Your ear synthesizes clipped frequencies. When an object resonates at the series of harmonic frequencies with a fundamental missing, it will also vibrate with the missing fundamental. I could explain more but I’m not sure how much of answer you want.
Land line phones really only transmit up to about 3.5kHz not 7kHz. VOIP is not one standard. There are many available codecs and one could transmit to what ever fidelity one desires. However in practice they transmit up to 3.5kHz because they need to connect with regular land line phones. In many cell phones there are codecs that can transmit higher frequencies. Enabling cellphone to cellphone calls to have better fidelity than land line to land line calls. I am told that carriers in Korea are rolling these sorts of features out as a way of differentiating their service from other carriers.
Remember also that even though we can hear sounds up to around 20,000 hz, the range of human speech does not go anywhere near that high.
For a male voice, most of the audio signal is in the 1kHz to 3 kHz range. Female voices are slightly higher, about 3 to 5 kHz (these numbers are from memory, so don’t beat me up too bad if they are a little off - they should be close). The point is that if you filter off anything outside of these frequency ranges, you really don’t lose much of the voice signal, so it’s very easy for your brain to recognize one voice from another.
The human brain is also the best pattern matching piece of equipment in the known universe. It’s ability to match patterns (which includes voices, pictures, faces, etc) is far better than even the best supercomputer can manage. Even with a lot of information missing, it can still match up one voice to another based on very subtle cues in the voice signal. It doesn’t need anything anywhere near a full reproduction of the signal in order to make a match.

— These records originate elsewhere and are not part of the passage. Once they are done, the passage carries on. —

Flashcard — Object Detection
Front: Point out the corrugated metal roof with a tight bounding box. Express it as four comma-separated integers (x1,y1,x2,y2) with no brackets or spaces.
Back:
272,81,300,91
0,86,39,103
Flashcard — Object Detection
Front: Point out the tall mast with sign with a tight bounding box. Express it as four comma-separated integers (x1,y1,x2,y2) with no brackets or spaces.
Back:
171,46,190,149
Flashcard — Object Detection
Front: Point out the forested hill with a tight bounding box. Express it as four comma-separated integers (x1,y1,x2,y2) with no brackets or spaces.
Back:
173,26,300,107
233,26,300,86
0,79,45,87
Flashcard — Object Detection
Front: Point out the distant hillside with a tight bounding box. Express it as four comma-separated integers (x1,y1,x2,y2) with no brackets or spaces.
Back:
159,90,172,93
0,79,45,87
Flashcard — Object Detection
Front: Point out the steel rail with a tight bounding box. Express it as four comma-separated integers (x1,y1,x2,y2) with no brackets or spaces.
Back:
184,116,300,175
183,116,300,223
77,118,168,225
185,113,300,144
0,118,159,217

The wireline telephone network transmits the analog waveform of your voice, band-limited to about 200-3200 Hz. Many modern communications devices, such as digital cell phones, do not transmit the analog waveform of your voice. Instead, they use a model of the human vocal tract and transmit the model’s parameters at a periodic rate. In general, the more parameters that are used, and the more often they are updated, the higher the voice quality. Going in the other direction, which is often necessary for low bit-rate channels, can result in poor voice quality. The result can sound like a robot or Donald Duck, and it may be difficult or impossible for the listener to identify the caller by the unique qualities of his or her voice. This problem is often aggravated if the caller is a woman, due to higher pitch.
With VOIP, assuming a reliable connection, voice quality is going to be determined by the quality and sophistication of the codec, and the bit rate. Simple codecs can deliver good quality if the bit rate is high enough. Complex codecs can deliver good quality at substantially lower bit rates than those used by simple codecs. This is very important for digital cellular phone systems, since lowering the bit rate for each call means that more calls can be carried in a very expensive radio channel. One problem with the complex codecs is that while they may work well with the human voice, they may work poorly, or not at all, with things like fax machines and computer modems. In those cases, simple codecs and high bit rates are more effective.
Do you have a cite for this becuase non of the cell phone codecs that I am familiar with do anything of the sort. There is no model of the vocal track.
See Linear predictive coding - Wikipedia for an example.
I disagree with you that LPC are really modling the human voice track in any meaning full way. But I see where you are coming from.